Sergey Kasparov has an interesting book titled "A Cunning Chess Opening for Black" (http://www.amazon.com/Cunning-Chess-Opening-Black-Opponent/dp/9056915932/) that deeply explores the ending that follows 4.dxe5 dxe5 5.Qxd8+ Kxd8, which a lot of amateurs (at least those not afraid to exchange queens) will play very quickly, especially in blitz -- entering what the author calls "the Philidor swamp."  From my own experience playing this and similar lines, you will get the ending quite a bit -- though hardly in every game.  But I'd say it is your best chance of getting a quick ending via "the open games."  See sample pages here:
https://www.newinchess.com/Shop/Images/Pdfs/9008.pdf

This idea is even better after 1.d4 d6 2.c4 e5! 3.dxe5?! etc., when the pawn at c4 creates some problems for White -- weakening dark squares and presenting a potential target.  There are plenty of other books on the universal 1...d6 repertoire.

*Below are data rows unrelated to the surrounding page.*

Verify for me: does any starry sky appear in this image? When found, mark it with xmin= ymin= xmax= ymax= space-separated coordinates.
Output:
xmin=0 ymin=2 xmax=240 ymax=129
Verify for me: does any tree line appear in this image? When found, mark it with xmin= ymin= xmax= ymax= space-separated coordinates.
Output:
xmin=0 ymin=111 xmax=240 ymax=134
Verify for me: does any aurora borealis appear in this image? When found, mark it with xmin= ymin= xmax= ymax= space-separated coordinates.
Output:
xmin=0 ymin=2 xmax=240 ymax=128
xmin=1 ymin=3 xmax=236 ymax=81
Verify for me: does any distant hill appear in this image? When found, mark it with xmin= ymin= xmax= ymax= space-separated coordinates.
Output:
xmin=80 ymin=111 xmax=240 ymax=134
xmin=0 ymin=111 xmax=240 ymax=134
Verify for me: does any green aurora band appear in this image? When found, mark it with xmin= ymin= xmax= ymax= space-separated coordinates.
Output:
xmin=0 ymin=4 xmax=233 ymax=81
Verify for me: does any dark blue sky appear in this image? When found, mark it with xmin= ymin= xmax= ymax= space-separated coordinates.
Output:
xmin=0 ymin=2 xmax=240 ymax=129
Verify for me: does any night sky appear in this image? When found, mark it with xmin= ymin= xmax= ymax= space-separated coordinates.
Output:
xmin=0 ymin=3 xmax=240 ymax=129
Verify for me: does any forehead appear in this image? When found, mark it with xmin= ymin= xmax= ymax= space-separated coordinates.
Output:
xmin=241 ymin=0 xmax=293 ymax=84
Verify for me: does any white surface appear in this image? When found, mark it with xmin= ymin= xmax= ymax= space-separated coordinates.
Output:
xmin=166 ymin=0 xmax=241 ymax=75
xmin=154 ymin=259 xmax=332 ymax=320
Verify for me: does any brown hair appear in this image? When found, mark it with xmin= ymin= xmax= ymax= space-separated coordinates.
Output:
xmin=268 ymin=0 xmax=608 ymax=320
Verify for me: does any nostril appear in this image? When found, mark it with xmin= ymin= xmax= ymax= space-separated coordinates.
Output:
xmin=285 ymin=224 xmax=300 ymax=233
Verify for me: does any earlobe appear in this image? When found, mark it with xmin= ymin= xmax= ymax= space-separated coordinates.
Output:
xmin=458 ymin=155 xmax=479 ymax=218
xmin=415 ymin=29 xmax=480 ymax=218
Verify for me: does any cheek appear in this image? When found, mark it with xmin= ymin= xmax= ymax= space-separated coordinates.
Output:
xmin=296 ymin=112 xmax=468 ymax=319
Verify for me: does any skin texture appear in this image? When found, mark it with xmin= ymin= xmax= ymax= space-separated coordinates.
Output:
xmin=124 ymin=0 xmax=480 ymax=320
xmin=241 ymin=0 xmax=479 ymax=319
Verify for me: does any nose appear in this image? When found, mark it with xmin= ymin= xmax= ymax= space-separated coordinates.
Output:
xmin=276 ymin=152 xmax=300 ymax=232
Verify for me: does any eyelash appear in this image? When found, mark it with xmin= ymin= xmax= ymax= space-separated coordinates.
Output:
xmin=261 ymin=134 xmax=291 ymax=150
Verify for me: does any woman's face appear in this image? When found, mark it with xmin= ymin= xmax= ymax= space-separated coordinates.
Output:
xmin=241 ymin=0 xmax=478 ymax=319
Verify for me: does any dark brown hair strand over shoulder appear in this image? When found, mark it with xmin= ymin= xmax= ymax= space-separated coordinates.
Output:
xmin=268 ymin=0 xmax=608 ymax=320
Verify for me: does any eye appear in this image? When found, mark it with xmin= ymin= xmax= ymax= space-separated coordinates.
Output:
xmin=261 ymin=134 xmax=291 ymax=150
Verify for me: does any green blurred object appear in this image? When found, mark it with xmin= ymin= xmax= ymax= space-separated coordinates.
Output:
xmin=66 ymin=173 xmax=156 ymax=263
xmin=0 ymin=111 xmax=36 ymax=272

Edmar Mednis had an interesting book long ago titled "From the Opening into the Endgame" (http://www.amazon.com/From-Opening-Endgame-Edmar-Mednis/dp/1857441249) which explored your idea of getting interesting endings out of the opening -- but as White.  As others have pointed out in this thread, White has a much better chance of forcing an ending than Black.  But it would be interesting to contemplate an endgame repertoire as Black.  Probably the Slav and the Caro-Kann present the best opportunities.  Perhaps the Bogo-Indian and Rubinstein French (see Langrock's book) are another approach.  But I think 1...d6 followed by ...e5 is the simplest option and the one closest to your desired open games repertoire.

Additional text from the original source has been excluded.